A number of those that have recently announced their results, show either a marginal climb or reduction in their staff costs. KCB in its third quarter results saw a minimal 1.2 per cent rise in its wage bill. This was from Sh8.76 billion to Sh8.86 billion in the first nine months of the year.
For the bank which has traditionally had one of the highest employee bill, the staff costs made 48.9 per cent of its total operating costs of Sh18.11 billion compared to 53.5 per cent of the 16.37 billion operating expenses in the same period previous year.

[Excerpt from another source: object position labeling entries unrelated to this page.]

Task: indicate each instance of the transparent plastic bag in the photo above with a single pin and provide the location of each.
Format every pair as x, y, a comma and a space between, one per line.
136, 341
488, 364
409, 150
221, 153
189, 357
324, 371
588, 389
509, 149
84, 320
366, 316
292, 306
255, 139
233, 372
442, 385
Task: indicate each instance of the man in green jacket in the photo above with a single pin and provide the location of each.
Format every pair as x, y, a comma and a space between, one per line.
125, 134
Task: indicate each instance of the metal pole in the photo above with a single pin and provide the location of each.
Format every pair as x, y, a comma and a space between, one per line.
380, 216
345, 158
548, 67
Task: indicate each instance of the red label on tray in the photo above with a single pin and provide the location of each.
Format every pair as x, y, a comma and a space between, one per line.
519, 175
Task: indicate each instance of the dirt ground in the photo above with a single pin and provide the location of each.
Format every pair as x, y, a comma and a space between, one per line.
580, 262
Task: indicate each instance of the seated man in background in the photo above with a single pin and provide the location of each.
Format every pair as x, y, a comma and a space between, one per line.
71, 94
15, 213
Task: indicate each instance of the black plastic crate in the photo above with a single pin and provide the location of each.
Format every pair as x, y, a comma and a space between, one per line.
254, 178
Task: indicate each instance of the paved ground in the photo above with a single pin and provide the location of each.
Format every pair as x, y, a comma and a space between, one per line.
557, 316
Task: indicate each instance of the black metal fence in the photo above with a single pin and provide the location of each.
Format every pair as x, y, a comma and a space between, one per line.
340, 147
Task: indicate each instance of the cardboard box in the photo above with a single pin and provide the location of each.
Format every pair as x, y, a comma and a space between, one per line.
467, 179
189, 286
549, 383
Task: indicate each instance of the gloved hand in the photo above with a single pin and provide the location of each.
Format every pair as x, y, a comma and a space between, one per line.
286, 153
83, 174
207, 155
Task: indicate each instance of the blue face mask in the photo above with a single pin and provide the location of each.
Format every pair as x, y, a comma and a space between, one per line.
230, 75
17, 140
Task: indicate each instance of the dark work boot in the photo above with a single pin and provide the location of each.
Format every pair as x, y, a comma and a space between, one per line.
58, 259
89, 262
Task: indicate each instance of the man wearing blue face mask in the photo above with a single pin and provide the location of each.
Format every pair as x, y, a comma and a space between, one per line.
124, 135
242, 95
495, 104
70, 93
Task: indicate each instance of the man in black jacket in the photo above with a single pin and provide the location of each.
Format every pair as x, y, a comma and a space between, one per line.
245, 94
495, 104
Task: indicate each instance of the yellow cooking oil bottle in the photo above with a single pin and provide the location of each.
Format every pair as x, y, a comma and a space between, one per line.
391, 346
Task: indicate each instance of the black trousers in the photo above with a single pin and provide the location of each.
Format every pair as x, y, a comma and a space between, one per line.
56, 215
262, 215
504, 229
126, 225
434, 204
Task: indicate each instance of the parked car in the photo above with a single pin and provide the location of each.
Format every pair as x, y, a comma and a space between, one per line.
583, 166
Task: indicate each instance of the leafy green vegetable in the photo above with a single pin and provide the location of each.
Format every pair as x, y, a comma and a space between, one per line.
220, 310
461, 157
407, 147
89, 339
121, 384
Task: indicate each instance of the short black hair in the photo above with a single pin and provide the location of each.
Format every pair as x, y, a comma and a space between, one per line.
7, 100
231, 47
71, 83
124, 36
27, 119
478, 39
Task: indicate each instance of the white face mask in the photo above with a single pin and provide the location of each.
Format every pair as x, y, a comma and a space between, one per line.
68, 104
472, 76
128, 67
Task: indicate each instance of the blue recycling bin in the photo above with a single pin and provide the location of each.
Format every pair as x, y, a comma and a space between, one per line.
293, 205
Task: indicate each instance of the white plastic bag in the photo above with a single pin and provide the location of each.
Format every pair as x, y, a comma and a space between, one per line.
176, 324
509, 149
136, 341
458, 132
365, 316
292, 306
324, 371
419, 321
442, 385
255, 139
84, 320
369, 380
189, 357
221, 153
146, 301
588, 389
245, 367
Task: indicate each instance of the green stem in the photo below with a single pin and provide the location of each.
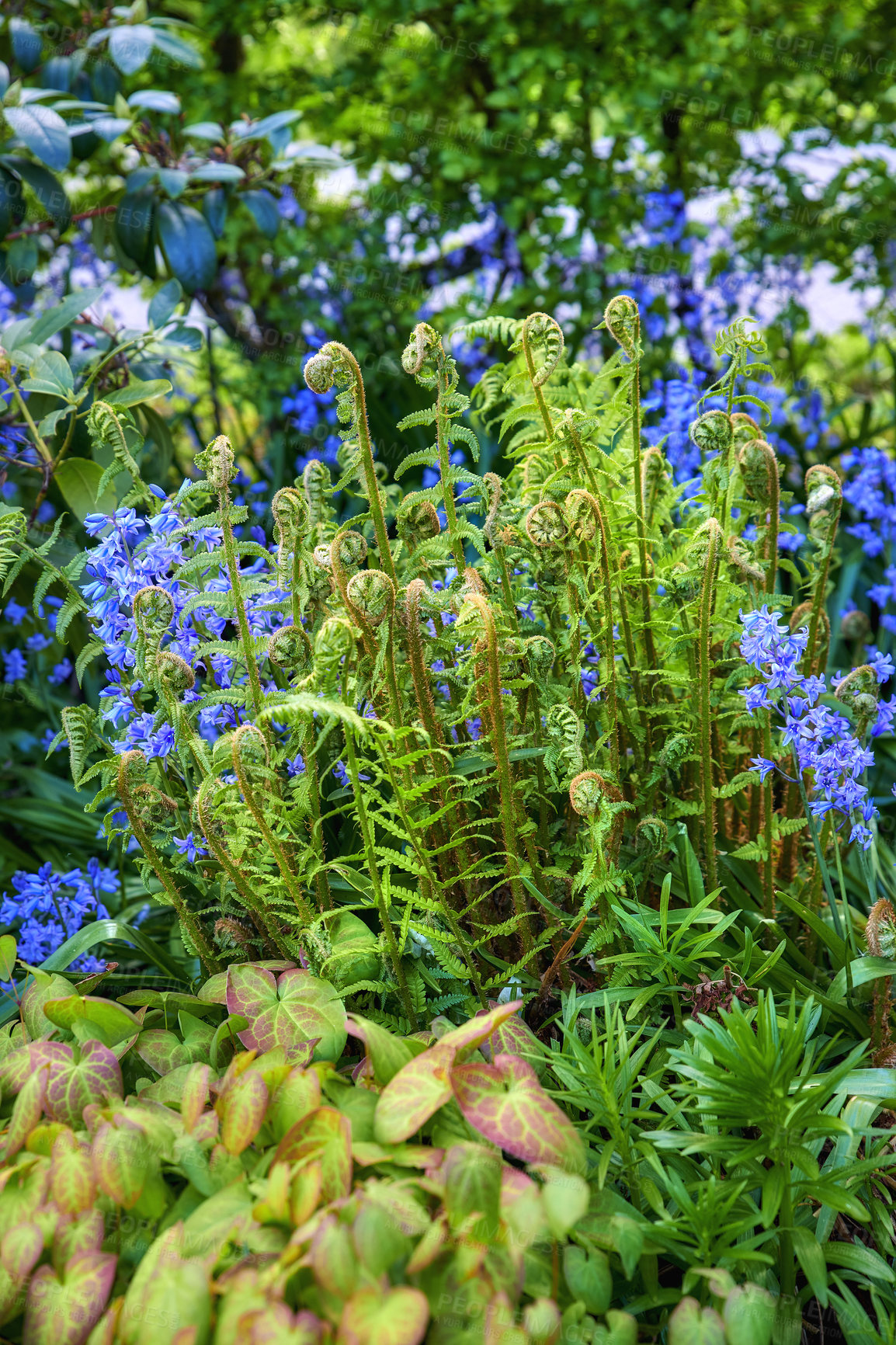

The bank seems to be reaping the benefits of the management restructure exercise that it finanlised mid-last year . Kengen in its full year results reported a 24 per cent drop in its wage bill. This reduced from Sh2.89billion to Sh2.17 billion. The power generator operating expenses stood at Sh10.266billion.
Equity Banks staff costs notably shot up by 44 per cent in the third quarter to Sh5.89 billion from Sh4.10 but with a good reason given. "This was due to recruitment of additional senior managers and new employees for the subsidiaries in Tanzania and Rwanda," said James Mwangi, the bank CEO.
The wage bill made 43 per cent of its Sh13.39 operating costs. Mwangi said the bank will not be employing new staff soon. Safaricom which reported its half-year last week but said it only releases staff costs at full year seemed satisfied with its cost levels.
Its total operating costs as a per cent of revenue held constant at 24.6 per cent of total revenue, rising by 12 per cent versus a 19 per cent increase in revenue.
Safaricom CEO Bob Collymore meantioned headcount control would be applied to keep costs down among other saving measures like keeping down the fuel , transmission and IT operational costs.
In 2011 financial year, Safaricom spent Sh5.1 billion in employees as salaries, wages and other benefits ,up from Sh4.4 billion in the year 2010. But not all firms are celebrating their wage levels.
Kenya Airways which reported a Sh6.6billion annual loss last week, recorded a 16.8 per cent rise in employee costs. The salaries hit Sh7.7 billion during the year, a 19.3 per cent of its direct operating costs of Sh39.88 billion.
Its on the back of this increases in staff costs that it is retrenching nearly 600 employees in a process that has cost it Sh826million. It expects benefits of around Sh400million to be accrued from the first year.